We have to do some Git magic to add the true target branch back into the refspec.

  1. Create a new branch, we can just call it temp.
  2. Delete the target branch so that we have no reference to it.
  3. Reset the refspec to be able to retrieve the true target branch again.
  4. Perform a git fetch to retrieve a clean reference to the remote target branch.
#!/bin/sh
set -e

git -C $CI_WORKSPACE checkout -b temp
git -C $CI_WORKSPACE branch -d $CI_PULL_REQUEST_TARGET_BRANCH

# fetch a reference to the develop branch on GitHub
# this will allow SonarQube analysis to work
git -C $CI_WORKSPACE config remote.origin.fetch \
"+refs/heads/$CI_PULL_REQUEST_SOURCE_BRANCH:refs/remotes/origin/$CI_PULL_REQUEST_SOURCE_BRANCH"
git -C $CI_WORKSPACE config remote.origin.fetch \
"+refs/heads/$CI_PULL_REQUEST_TARGET_BRANCH:refs/remotes/origin/$CI_PULL_REQUEST_TARGET_BRANCH"
git -C $CI_WORKSPACE fetch

That’s better, we can now run an analysis and changes will get detected: 47 new lines.

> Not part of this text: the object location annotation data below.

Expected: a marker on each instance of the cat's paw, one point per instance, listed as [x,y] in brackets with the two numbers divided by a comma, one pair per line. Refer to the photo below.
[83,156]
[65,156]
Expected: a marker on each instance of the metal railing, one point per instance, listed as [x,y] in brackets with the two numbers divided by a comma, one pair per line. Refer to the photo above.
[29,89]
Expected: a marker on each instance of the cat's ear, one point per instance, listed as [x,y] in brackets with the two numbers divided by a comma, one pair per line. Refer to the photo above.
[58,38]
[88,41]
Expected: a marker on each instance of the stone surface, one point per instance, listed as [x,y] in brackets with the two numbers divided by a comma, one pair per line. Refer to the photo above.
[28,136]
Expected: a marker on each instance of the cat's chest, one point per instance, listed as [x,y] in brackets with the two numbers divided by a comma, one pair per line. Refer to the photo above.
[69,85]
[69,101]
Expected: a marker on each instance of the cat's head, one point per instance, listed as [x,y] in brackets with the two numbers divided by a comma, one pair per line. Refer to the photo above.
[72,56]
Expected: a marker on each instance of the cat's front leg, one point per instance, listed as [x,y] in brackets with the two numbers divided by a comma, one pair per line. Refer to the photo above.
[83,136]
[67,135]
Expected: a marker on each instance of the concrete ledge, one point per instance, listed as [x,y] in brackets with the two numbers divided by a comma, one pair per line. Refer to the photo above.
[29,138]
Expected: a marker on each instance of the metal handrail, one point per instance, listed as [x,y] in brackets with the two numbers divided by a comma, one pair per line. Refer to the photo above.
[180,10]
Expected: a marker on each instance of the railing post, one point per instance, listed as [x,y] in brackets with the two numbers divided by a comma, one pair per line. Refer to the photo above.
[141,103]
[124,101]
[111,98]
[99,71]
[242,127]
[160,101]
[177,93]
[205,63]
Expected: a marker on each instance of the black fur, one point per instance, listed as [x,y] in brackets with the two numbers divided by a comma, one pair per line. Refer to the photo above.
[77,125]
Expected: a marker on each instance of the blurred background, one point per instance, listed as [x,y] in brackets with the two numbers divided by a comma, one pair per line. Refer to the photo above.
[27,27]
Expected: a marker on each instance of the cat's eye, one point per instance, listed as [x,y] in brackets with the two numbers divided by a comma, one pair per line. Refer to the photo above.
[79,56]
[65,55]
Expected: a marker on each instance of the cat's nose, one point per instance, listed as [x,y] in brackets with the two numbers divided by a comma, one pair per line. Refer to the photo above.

SonarQube report. 47 new lines. From branch feature/sonar-qube to develop. Last analysis 2 days ago, commit ID fbb4d929. 1 warning. Quality gate failed. 1 failed condition. Reliability: 0 bugs. Maintainability: 0 code smells. Security: 0 vulnerabilities. Security Review: 0 security hotspots. Coverage: 0.0% coverage on 26 new lines to cover. 0.0% estimated after merge. Duplications 0.0% duplications on 47 new lines. 1.3% estimated after merge.

A SonarQube report from Xcode Cloud showing 47 lines changed against the develop branch.

Summary

As you can see, it’s possible to get some of the features of SonarQube working on Xcode Cloud. Unfortunately, a lack of pre-installed software makes it slow to run, and a number of the implementation details make it tricky to implement. There no guarantee that this will be improved in the future, or that future changes won’t break the workarounds that we’ve implemented to get this to work. All in all, if you require SonarQube, I’d probably suggest steering clear of Xcode Cloud for the timebeing.